EIN EUROPÄISCHER KULTURWANDERWEG DURCH DIE SCHWEIZ

Samstag, den 3. November 2012

Unter der Leitung von René SPECHT, wird Das Grosse Haus in Schaffhausen besichtigt, wo ein allegorisches Medaillon des Künstlers Samuel HÖSCHELLER an der Stuckdecke angebracht ist. Es stellt einen flüchtenden Hugenotten zwischen Schlangen, aber unter der schützenden Hand Gottes dar. Auf der Banderole stehen die Worte : „Il faut souffrir et espérer„ (Man muss leiden und hoffen.) 1687.
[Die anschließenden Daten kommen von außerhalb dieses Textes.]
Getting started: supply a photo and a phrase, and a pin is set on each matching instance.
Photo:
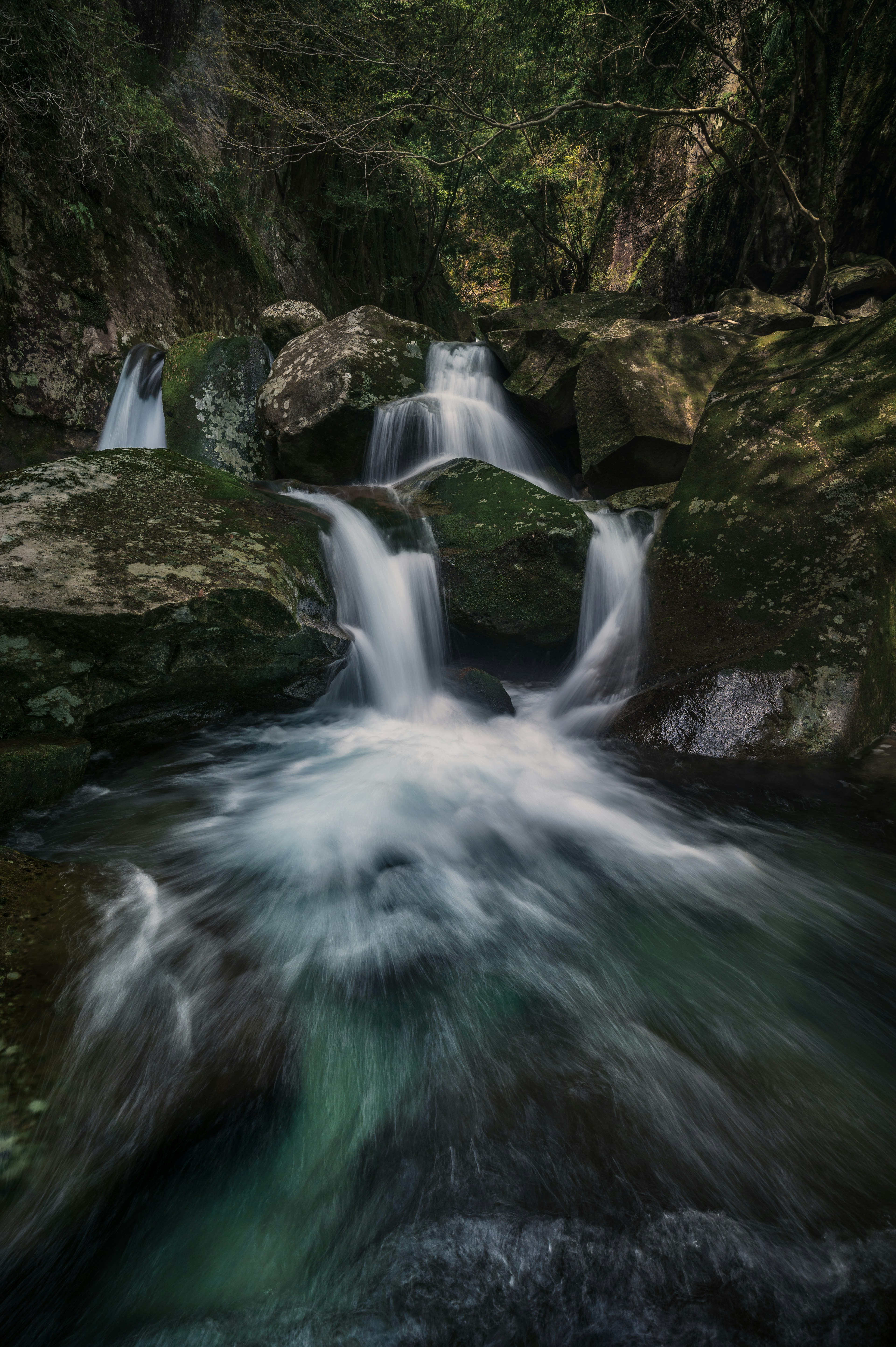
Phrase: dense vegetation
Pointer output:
(498, 145)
Dieses Medaillon erinnert an die Flucht von Tausenden Hugenotten und Waldensern durch die Schweizer Kantone zur Zeit des Grand Refuge.

 

Sonntag, den 4. November 2012

Im Schaffhauser Münster, dem grössten gotischen der Schweiz, wird der Reformationssonntag begangen, wobei die Liturgie jene der Eglise réformée française de Schaffhouse ist. Der Schaffhauser Kirchenchor „La Capella“ und der Kirchenchor Rafzerfeld sowie der Chor „Les Messagers d’Afrique“ sorgen für die musikalische Begleitung.

Anschliessend folgt die Wanderung von Herblingen nach Thayngen, wo die Schweizer Wanderer auf eine Delegation von deutschen Wanderern trifft, die von Singen (Deutschland) gekommen sind.